While she does write for the school newspaper, The Review, and tutors once a week, Lala said she’s still missing out.

“I do participate, but not in as many as I should,” Lala said. “I always say ‘that sounds cool’ but never take the next step, whether it’s a club or sport.”

Junior Natalie Johnson’s best decision is related to her chosen career path, education.

“I became a Peer Mentor this year, which means I teach my own class of freshmen,” Johnson said. “As an English Education major, it’s ideal.”

Johnson said being a Peer Mentor will give her great experience for later on.

 “It’s rewarding, because I have to come up with my own lesson plans,” she said. “I can tell they’re really learning from me, and that’s an amazing feeling.”

Like Lala, Johnson’s worst decision refers to extracurriculars.

“I regret not keeping up with sports,” Johnson said. “I was really involved with sports in high school, but when I came to UD, I stopped.”

Johnson went on to say she misses the comradeship that comes along with sports.

“I miss being a part of a team and having teammates who both support and depend on you,” she said. “Delaware offers so many sports, and there’s no reason why I shouldn’t have kept up with it.”

Junior Dustin Engelhardt’s best decision coincides with Lala’s.

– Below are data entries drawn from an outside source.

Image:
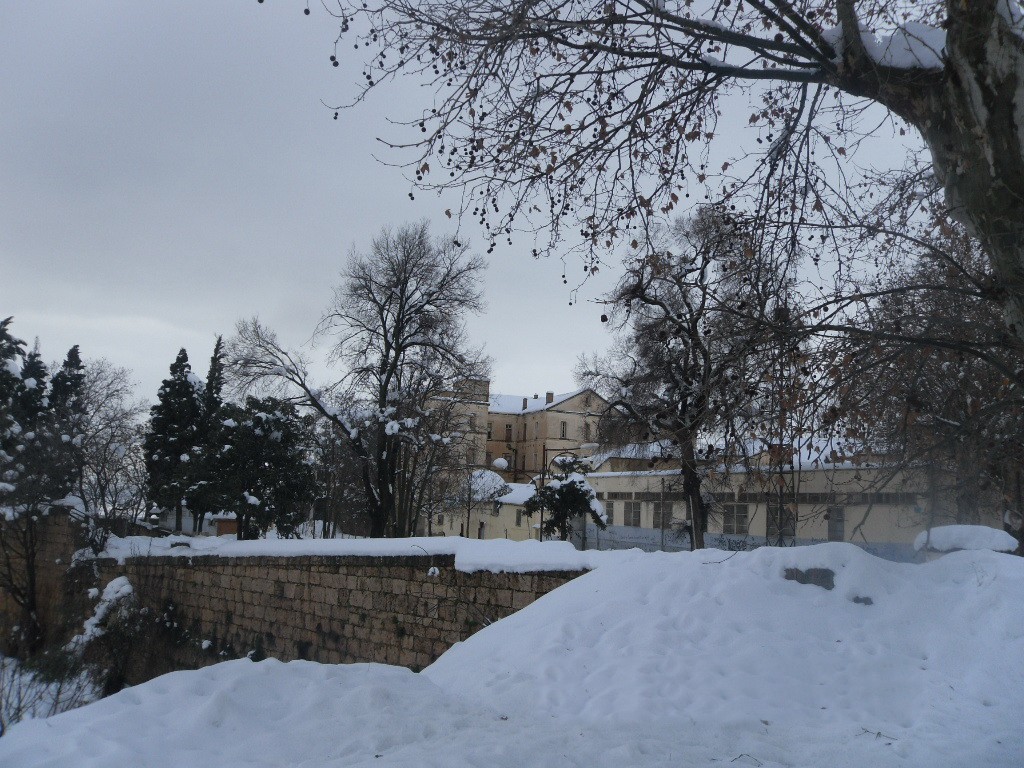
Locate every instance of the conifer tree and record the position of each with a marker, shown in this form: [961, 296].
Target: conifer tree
[173, 437]
[207, 492]
[566, 498]
[37, 469]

“Requesting Harrington my sophomore year is no doubt the best decision I’ve made at UD so far,” Engelhardt said. “The times I’ve had there have been unbeatable.”

Engelhardt lived on East campus his freshman year, and decided to stay there sophomore year.

“I lived in Russell my freshman year, and loved it; my floor became best friends and the location is ideal,” he said. “Class is five minutes away, the dining hall and gym are right there, and the beach is great for outdoor sports.”

The “beach” is a sandpit for students to play sports or relax on; it has recently been replaced by a new turf field.

Greek Life is a part of most colleges; for Engelhardt, becoming a part of it turned out to be his worst decision.

“I joined a frat my freshman year, because my friend said it would be awesome, but to me it definitely wasn’t,” he said. “I didn’t like the pledging process; being told what to do and when to do it was not my thing.”

Engelhardt said the time commitment was too much to handle as well.

“I didn’t think it was worth my time. I was still adjusting to college itself, and didn’t need another thing to worry about.”

Each student has his or her own best and worst decision as they continue through a college career. One thing all three students made clear is whether it was the best or worst decision, they believe they are a better person today because of it.

“Making good and bad decisions is a part of being in college,” Engelhardt said. “All you can do is hope those decisions help impact your life in a better way.”